New Milford Town Council approves $100.9 million budget
NEW MILFORD — Town Council has approved a $100.9 million budget that holds school funding steady and cuts the town side of the budget by about $120,000.
But residents can nevertheless expect a 3.87 percent tax increase, owing to the loss of about $4.2 million in revenue at both state and local levels.
“These aren’t decisions any of us want to make,” said Councilman Paul Szymanski. “It’s being forced by the state of Connecticut.”
The budget now goes before the Board of Finance.
Councilmen Peter Mullen and Walter Bayer opposed the budget proposal, saying the schools should get more money. The school board had proposed a $64.3 million budget, which was 2.34 percent more than the current year.
The biggest change the council made was to reduce the amount of money transferred from the unassigned fund, from $1.5 million as originally proposed to just $493,000. Council members said it is not a good practice to use the fund to offset falling revenue.
But some school board members argued that in effect Town Council took money needed for the schools and put it in the unassigned fund. Tammy McInerney, vice chairwoman of the board, said the town is hurting the schools without giving residents tax relief.
“ It’s disappointing to say the least,” she said on Monday. “It’s almost cruel. I understand that times are tough for the town because of the state cuts, but decimating the school budget is not the right way to move forward.”
She said there is no way to cut $1.4 million in funding from the schools’ request without it affecting programs, staff and students. About nine positions were already cut in the school’s proposal.
Some of the cuts in the town budget include removing about $50,000 for the fire department capital spending, leasing a dump truck instead of purchasing it, reducing tree work and associated costs by about $9,000, reducing the town’s contribution to the Candlewood Lake Authority by $7,800, removing a youth agency programmer for $14,500 and cutting contributions to nonprofits by $10,400.

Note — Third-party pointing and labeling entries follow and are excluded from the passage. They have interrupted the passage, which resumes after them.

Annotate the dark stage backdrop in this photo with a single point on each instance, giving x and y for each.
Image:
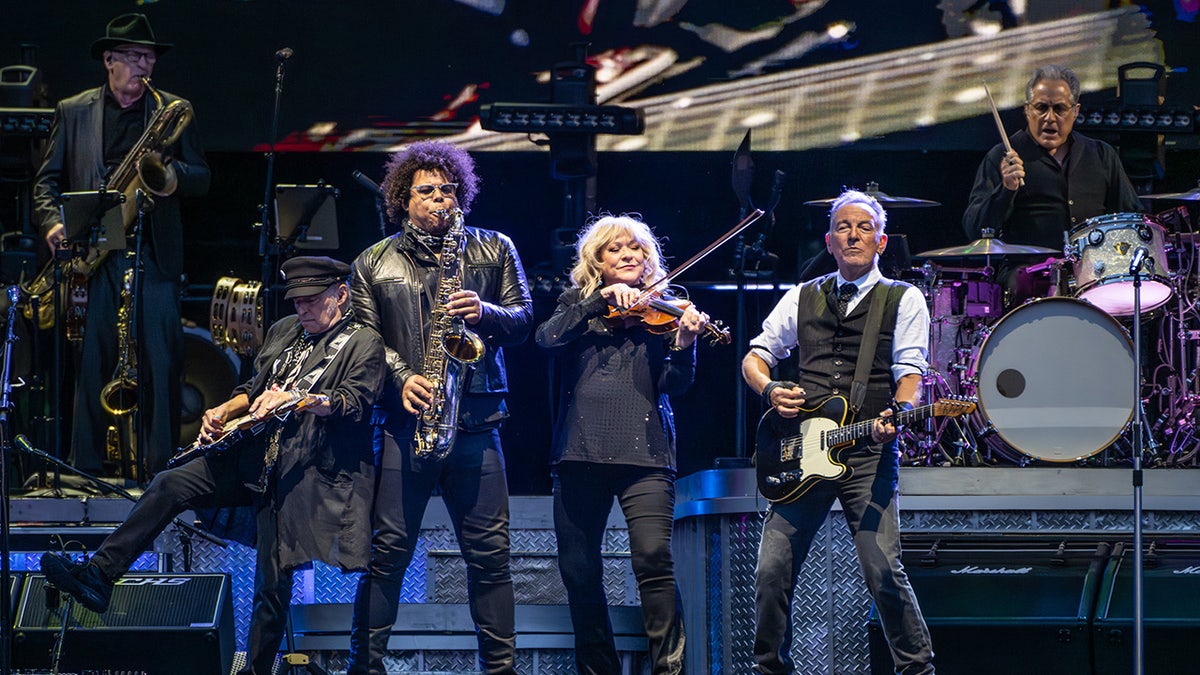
(378, 72)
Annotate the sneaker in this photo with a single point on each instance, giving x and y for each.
(84, 583)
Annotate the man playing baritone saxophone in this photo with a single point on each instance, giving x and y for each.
(91, 135)
(310, 476)
(396, 288)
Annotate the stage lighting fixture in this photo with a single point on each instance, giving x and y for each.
(561, 118)
(1159, 119)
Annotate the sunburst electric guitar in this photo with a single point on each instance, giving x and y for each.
(243, 428)
(792, 454)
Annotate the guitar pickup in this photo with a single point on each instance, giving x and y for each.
(785, 477)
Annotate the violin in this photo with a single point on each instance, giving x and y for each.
(659, 314)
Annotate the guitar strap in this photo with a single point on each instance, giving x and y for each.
(305, 384)
(870, 340)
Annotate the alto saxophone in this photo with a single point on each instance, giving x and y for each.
(449, 352)
(141, 167)
(120, 395)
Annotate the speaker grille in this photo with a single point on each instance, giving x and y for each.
(168, 623)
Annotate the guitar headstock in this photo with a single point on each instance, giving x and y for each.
(717, 333)
(955, 406)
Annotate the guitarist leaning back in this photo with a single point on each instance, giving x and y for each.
(828, 322)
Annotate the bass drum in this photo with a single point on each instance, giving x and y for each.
(1055, 381)
(209, 376)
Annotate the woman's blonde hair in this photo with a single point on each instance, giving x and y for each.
(586, 274)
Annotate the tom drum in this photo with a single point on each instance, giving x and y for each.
(1105, 248)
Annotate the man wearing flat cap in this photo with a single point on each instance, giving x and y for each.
(310, 475)
(93, 132)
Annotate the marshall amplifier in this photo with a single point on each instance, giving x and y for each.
(1002, 604)
(1170, 608)
(157, 623)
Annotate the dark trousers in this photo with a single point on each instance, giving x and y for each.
(160, 352)
(203, 483)
(477, 496)
(869, 502)
(583, 494)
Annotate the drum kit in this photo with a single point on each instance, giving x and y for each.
(1055, 375)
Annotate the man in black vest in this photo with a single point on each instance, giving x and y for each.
(1049, 184)
(827, 321)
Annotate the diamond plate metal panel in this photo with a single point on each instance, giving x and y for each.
(743, 532)
(450, 661)
(234, 559)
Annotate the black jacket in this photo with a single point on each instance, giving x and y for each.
(325, 470)
(75, 161)
(387, 293)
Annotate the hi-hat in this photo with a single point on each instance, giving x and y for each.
(984, 246)
(888, 201)
(1189, 196)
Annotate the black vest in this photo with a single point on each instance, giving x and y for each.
(828, 345)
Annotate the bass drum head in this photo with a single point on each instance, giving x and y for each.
(1055, 378)
(209, 376)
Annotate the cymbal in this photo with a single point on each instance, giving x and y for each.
(888, 201)
(1189, 196)
(984, 246)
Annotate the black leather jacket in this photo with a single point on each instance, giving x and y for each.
(387, 293)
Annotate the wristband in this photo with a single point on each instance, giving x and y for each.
(775, 384)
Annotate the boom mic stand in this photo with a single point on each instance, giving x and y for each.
(5, 408)
(1135, 264)
(267, 246)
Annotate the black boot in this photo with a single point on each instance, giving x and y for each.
(84, 583)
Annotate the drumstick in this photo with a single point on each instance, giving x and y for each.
(1000, 125)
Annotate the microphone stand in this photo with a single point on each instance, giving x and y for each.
(1138, 478)
(24, 446)
(141, 457)
(5, 408)
(268, 248)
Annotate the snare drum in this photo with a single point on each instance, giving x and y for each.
(1055, 380)
(1104, 249)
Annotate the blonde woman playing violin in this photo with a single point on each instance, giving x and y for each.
(615, 436)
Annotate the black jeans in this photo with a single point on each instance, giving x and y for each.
(210, 481)
(477, 496)
(869, 502)
(583, 494)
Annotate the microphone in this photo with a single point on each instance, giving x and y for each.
(1139, 258)
(24, 444)
(145, 203)
(367, 183)
(777, 191)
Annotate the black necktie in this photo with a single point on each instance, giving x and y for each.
(845, 292)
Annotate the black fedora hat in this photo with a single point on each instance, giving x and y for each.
(127, 29)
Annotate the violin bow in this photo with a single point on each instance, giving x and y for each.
(648, 292)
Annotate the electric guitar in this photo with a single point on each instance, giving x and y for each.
(793, 454)
(243, 428)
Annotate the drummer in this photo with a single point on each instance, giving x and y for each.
(1049, 184)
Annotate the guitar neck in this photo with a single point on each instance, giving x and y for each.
(857, 430)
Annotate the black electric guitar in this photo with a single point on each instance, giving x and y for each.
(793, 454)
(243, 428)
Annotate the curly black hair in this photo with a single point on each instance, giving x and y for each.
(427, 155)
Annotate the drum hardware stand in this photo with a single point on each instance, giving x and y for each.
(1135, 264)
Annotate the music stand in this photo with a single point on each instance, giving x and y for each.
(306, 215)
(89, 219)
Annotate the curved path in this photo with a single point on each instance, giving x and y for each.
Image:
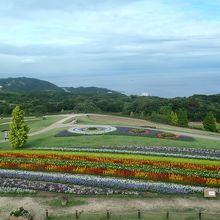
(94, 205)
(179, 131)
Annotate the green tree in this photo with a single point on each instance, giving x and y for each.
(142, 115)
(209, 122)
(182, 118)
(18, 133)
(132, 114)
(173, 118)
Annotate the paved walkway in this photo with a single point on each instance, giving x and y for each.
(185, 131)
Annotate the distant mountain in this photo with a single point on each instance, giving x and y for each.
(89, 90)
(23, 84)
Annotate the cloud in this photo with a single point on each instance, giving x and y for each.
(111, 38)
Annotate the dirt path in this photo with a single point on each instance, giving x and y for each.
(180, 131)
(37, 206)
(58, 124)
(139, 122)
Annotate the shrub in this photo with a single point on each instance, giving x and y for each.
(167, 135)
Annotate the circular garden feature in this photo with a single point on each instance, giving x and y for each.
(92, 129)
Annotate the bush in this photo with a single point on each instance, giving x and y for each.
(21, 213)
(167, 135)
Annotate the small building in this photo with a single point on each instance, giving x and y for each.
(209, 193)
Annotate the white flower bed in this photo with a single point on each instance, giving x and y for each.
(97, 181)
(16, 190)
(84, 129)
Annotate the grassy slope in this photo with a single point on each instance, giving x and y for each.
(121, 156)
(35, 125)
(147, 215)
(125, 121)
(48, 140)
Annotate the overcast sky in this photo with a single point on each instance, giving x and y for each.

Councilman Michael Nahom said nonprofits should get private donations from residents instead of tax dollars unless there is an existing partnership with the town, like those with Loaves and Fishes and the Children’s Center.
The cuts ordered by council are in addition to the ones Mayor Pete Bass proposed, including removing six town positions. One of those positions, that of parks and recreation deputy director, has since been restored.
Another big change was to add about $150,000 to the budget for an economic development director so the town could get a qualified person to hold the job. Szymanski said the town has underfunded the position in the past, offering $70,000 to $80,000.
“We can’t save our way out of this problem,” said councilwoman Lisa Hida. “We have to work both sides of the equation and I believe this is the place for that investment.”